FrameworkInfo Class

The following API can be used to pass MCT framework-related information to use when optimizing the network

class model_compression_toolkit.core.FrameworkInfo(activation_quantizer_mapping, kernel_channels_mapping, activation_min_max_mapping, layer_min_max_mapping, kernel_ops_attributes_mapping, out_channel_axis_mapping)

A class to wrap all information about a specific framework the library needs to quantize a model. Specifically, FrameworkInfo holds lists of layers by how they should be quantized, and multiple mappings such as layer to it kernel channels indices, and a layer to its min/max values, etc. The layers lists are divided into three groups: kernel_ops: Layers that have coefficients and need to get quantized (e.g., Conv2D, Dense, etc.) activation_ops: Layers that their outputs should get quantized (e.g., Add, ReLU, etc.) no_quantization_ops:Layers that should not get quantized (e.g., Reshape, Transpose, etc.)

Parameters:
  • activation_quantizer_mapping (Dict[QuantizationMethod, Callable]) – A dictionary mapping from QuantizationMethod to a quantization function.

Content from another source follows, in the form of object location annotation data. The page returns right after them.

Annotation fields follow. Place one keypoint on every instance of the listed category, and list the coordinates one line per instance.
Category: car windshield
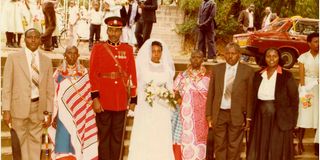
(304, 27)
(274, 25)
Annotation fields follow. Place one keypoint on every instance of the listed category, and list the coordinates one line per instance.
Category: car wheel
(289, 57)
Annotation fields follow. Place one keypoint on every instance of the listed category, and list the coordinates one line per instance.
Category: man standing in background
(50, 23)
(28, 91)
(206, 26)
(246, 19)
(74, 16)
(268, 18)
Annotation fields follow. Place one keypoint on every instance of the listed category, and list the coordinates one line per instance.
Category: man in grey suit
(206, 26)
(229, 96)
(28, 92)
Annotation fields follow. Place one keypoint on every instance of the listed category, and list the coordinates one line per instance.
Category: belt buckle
(113, 75)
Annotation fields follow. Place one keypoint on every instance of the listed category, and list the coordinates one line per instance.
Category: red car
(289, 35)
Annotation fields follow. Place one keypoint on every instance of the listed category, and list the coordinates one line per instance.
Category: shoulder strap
(114, 58)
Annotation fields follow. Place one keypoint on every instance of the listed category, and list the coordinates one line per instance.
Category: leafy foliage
(228, 12)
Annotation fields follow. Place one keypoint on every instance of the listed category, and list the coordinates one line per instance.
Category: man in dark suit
(246, 19)
(206, 26)
(148, 17)
(229, 96)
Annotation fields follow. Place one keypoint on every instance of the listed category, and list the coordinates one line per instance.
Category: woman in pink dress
(192, 87)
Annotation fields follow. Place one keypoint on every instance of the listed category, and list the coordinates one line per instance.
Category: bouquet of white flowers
(160, 91)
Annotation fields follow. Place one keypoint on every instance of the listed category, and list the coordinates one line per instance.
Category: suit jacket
(244, 18)
(16, 92)
(126, 15)
(149, 11)
(206, 14)
(286, 99)
(241, 96)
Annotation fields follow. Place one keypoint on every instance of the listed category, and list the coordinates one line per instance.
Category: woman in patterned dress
(73, 131)
(192, 86)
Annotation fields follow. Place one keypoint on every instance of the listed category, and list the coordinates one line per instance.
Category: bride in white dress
(151, 137)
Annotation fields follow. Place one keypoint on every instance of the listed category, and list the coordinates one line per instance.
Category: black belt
(35, 99)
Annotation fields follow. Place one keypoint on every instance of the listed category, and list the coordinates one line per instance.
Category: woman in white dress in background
(151, 137)
(309, 85)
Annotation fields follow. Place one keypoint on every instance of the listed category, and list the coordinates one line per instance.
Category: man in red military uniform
(112, 73)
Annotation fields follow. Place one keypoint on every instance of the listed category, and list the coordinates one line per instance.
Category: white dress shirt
(34, 90)
(95, 17)
(226, 104)
(267, 86)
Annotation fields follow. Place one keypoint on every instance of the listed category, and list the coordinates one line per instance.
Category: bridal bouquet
(160, 91)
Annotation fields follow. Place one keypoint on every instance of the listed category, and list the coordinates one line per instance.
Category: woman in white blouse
(309, 86)
(276, 103)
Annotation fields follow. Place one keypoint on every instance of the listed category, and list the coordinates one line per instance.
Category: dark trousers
(227, 137)
(206, 37)
(94, 32)
(50, 24)
(143, 31)
(110, 128)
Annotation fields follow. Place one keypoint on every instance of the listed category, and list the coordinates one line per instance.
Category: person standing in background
(27, 92)
(50, 23)
(95, 20)
(268, 18)
(74, 16)
(12, 23)
(129, 14)
(309, 86)
(206, 24)
(246, 19)
(148, 17)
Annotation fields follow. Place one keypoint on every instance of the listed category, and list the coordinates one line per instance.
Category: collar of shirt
(230, 67)
(279, 70)
(29, 52)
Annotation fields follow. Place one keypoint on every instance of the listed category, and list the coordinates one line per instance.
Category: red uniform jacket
(112, 91)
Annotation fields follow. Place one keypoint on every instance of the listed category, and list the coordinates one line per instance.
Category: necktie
(34, 72)
(230, 78)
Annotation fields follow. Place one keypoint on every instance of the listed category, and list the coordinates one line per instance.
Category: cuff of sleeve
(95, 95)
(134, 100)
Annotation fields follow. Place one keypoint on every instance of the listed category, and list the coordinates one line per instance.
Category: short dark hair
(263, 60)
(156, 43)
(233, 45)
(311, 36)
(197, 51)
(30, 29)
(71, 47)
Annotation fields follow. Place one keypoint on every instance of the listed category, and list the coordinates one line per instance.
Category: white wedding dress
(151, 137)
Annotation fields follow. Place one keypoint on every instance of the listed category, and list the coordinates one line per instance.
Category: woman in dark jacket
(276, 109)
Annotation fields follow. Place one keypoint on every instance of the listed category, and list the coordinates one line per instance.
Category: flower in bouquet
(306, 100)
(160, 91)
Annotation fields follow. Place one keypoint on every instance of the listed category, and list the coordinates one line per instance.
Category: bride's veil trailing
(144, 57)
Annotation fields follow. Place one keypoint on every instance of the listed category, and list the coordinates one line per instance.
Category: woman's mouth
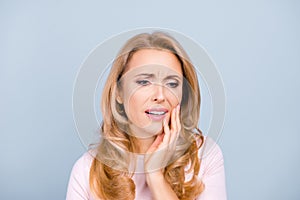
(156, 114)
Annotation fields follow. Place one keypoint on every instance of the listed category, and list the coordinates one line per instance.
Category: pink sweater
(211, 173)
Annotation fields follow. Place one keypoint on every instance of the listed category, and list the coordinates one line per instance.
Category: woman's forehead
(154, 60)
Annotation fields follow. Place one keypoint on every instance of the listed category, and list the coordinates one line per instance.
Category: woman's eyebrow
(145, 74)
(173, 77)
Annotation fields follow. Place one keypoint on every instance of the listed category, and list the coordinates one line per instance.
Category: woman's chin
(149, 131)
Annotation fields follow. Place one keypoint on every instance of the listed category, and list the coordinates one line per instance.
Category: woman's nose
(158, 94)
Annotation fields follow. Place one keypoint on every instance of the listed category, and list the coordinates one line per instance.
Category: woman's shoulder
(212, 171)
(78, 187)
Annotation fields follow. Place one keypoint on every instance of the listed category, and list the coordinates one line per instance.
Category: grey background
(255, 45)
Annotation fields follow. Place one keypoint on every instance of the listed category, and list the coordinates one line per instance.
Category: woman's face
(150, 88)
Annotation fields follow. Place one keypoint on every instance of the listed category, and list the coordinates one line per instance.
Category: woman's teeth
(156, 112)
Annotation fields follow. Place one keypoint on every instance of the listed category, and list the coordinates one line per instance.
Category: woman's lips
(156, 114)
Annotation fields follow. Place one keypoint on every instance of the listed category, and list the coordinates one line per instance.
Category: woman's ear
(118, 97)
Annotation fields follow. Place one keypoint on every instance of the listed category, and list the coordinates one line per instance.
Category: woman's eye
(143, 82)
(173, 84)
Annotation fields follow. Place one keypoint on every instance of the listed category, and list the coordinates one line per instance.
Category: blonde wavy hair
(110, 177)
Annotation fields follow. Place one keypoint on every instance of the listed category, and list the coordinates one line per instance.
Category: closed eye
(172, 84)
(143, 82)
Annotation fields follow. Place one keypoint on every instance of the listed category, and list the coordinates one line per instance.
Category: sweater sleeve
(213, 174)
(78, 187)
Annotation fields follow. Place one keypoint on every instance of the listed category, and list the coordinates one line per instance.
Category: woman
(151, 147)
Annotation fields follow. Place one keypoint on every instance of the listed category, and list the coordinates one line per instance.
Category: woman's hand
(161, 151)
(159, 156)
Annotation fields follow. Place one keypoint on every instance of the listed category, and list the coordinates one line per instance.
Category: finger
(178, 119)
(176, 133)
(166, 131)
(173, 120)
(158, 140)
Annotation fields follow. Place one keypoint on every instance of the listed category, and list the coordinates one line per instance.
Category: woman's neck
(143, 144)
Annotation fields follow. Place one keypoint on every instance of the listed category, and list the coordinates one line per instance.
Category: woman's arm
(213, 174)
(78, 187)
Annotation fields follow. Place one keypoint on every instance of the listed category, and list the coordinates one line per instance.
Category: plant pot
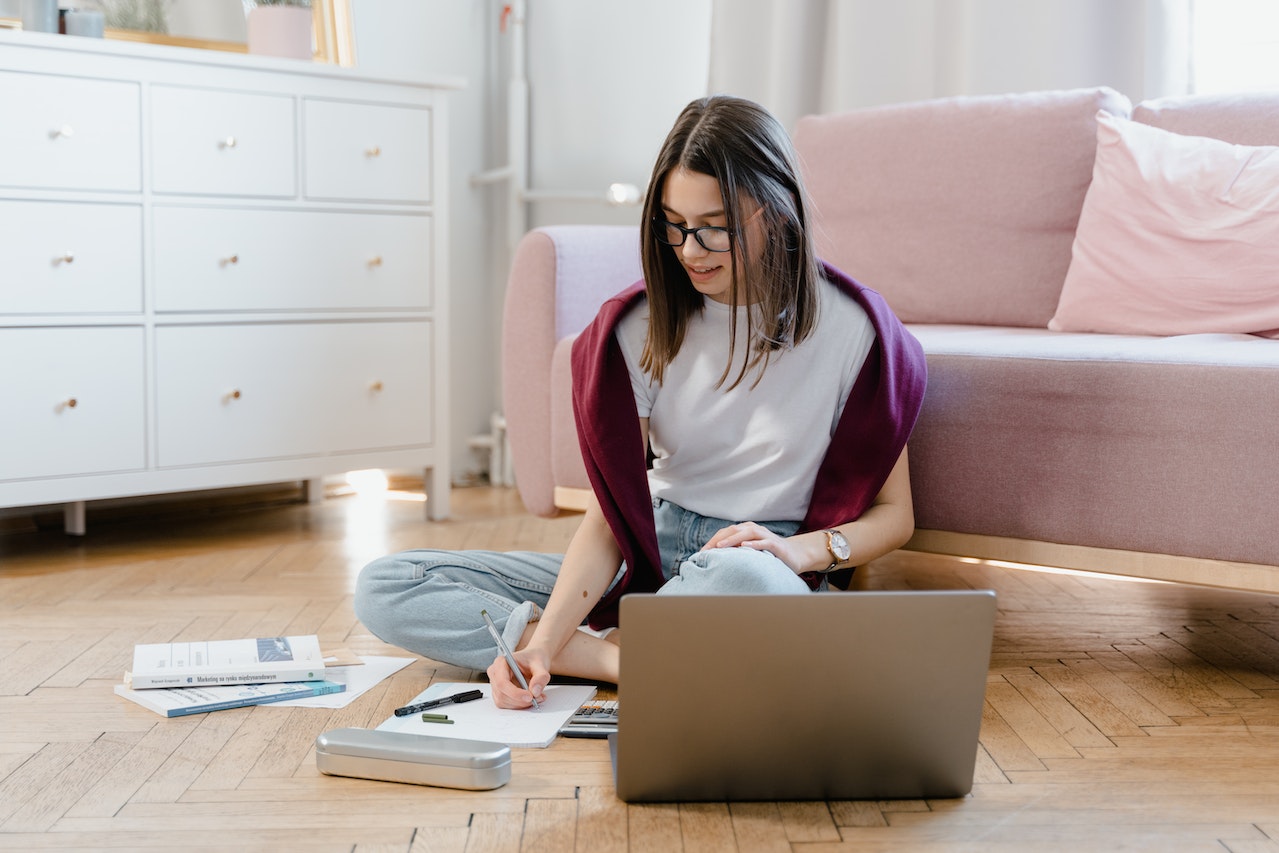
(280, 31)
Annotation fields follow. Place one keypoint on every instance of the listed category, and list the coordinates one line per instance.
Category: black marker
(457, 698)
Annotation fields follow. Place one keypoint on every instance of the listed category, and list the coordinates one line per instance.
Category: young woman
(771, 394)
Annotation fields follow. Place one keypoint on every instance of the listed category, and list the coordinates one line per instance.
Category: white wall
(427, 39)
(835, 55)
(605, 88)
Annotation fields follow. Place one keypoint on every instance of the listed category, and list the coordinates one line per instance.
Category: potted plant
(282, 28)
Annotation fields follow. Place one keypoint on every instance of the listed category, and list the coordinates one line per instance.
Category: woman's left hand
(760, 539)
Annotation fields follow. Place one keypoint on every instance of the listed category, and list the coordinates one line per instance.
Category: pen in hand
(510, 659)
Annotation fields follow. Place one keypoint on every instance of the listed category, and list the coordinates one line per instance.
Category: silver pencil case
(415, 759)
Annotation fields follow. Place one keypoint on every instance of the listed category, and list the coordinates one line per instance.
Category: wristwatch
(838, 547)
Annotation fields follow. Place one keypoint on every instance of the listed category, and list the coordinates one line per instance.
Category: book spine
(142, 682)
(257, 700)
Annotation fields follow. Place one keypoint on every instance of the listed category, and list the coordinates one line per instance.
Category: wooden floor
(1119, 715)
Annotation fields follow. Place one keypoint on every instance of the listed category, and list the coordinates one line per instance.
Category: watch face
(839, 546)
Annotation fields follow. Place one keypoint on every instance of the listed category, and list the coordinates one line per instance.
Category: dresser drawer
(211, 258)
(69, 133)
(278, 390)
(70, 257)
(367, 152)
(81, 412)
(223, 143)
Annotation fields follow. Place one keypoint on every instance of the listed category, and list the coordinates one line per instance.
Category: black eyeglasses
(710, 237)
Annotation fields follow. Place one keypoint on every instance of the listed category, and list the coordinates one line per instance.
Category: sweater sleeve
(613, 452)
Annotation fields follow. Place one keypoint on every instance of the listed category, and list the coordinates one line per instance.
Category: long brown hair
(750, 154)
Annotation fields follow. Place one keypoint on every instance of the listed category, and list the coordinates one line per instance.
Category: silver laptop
(829, 696)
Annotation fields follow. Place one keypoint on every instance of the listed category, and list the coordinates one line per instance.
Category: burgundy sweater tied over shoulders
(878, 420)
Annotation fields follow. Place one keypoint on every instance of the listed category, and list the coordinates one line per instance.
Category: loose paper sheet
(482, 720)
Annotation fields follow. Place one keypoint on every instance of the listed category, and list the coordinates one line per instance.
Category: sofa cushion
(1250, 118)
(1179, 234)
(1117, 441)
(957, 210)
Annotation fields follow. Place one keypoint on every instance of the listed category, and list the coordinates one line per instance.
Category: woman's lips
(702, 274)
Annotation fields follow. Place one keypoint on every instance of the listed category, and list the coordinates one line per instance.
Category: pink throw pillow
(1178, 235)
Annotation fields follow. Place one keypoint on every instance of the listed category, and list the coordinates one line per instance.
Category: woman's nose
(692, 248)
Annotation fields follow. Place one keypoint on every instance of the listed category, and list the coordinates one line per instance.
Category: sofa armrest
(559, 278)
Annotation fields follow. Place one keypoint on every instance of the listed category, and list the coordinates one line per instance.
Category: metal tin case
(415, 759)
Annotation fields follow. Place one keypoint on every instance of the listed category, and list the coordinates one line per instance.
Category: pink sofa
(1150, 455)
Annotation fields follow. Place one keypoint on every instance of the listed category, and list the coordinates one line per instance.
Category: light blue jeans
(429, 601)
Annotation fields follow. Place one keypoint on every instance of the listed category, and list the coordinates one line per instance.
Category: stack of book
(175, 679)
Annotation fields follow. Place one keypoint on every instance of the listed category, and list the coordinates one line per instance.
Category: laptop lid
(826, 696)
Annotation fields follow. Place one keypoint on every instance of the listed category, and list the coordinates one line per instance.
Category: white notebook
(482, 720)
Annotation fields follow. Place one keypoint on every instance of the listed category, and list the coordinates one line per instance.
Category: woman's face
(692, 200)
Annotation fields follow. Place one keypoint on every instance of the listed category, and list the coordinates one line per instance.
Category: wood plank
(1118, 715)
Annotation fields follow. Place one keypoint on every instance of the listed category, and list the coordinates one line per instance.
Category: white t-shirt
(750, 453)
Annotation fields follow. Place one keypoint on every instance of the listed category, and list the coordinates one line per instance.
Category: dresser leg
(73, 518)
(312, 490)
(436, 486)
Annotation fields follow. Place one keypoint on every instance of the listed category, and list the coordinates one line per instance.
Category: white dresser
(216, 270)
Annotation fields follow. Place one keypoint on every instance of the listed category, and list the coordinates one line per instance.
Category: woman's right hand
(507, 692)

  • kernel_channels_mapping (DefaultDict) – Dictionary from a layer to a tuple of its kernel in/out channels indices.

  • activation_min_max_mapping (Dict[str, tuple]) – Dictionary from an activation function to its min/max output values.

  • layer_min_max_mapping (Dict[Any, tuple]) – Dictionary from a layer to its min/max output values.

  • kernel_ops_attributes_mapping (DefaultDict) – Dictionary from a framework operator to a list of its weights attirbutes to quantize.

  • out_channel_axis_mapping (DefaultDict) – Dictionary of output channels of the model’s layers (for computing statistics per-channel).

Examples

When quantizing a Keras model, if we want to quantize the kernels of Conv2D layers only, we can set, and we know it’s kernel out/in channel indices are (3, 2) respectivly:

>>> import tensorflow as tf
>>> kernel_ops = [tf.keras.layers.Conv2D]
>>> kernel_channels_mapping = DefaultDict({tf.keras.layers.Conv2D: (3,2)})

Then, we can create a FrameworkInfo object:

>>> FrameworkInfo(kernel_channels_mapping, {}, {})

If an activation layer (tf.keras.layers.Activation) should be quantized and we know it’s min/max outputs range in advanced, we can add it to activation_min_max_mapping for saving the statistics collection time. For example:

>>> activation_min_max_mapping = {'softmax': (0, 1)}
>>> FrameworkInfo(kernel_channels_mapping, activation_min_max_mapping, {})

If a layer’s activations should be quantized and we know it’s min/max outputs range in advanced, we can add it to layer_min_max_mapping for saving the statistics collection time. For example:

>>> layer_min_max_mapping = {tf.keras.layers.Softmax: (0, 1)}
>>> FrameworkInfo(kernel_channels_mapping, activation_min_max_mapping, layer_min_max_mapping)

ChannelAxis

Enum to select the output channels format in the model:

class model_compression_toolkit.core.ChannelAxis(value)

Index of output channels axis:

NHWC - Output channels index is last.

NCHW - Output channels index is 1.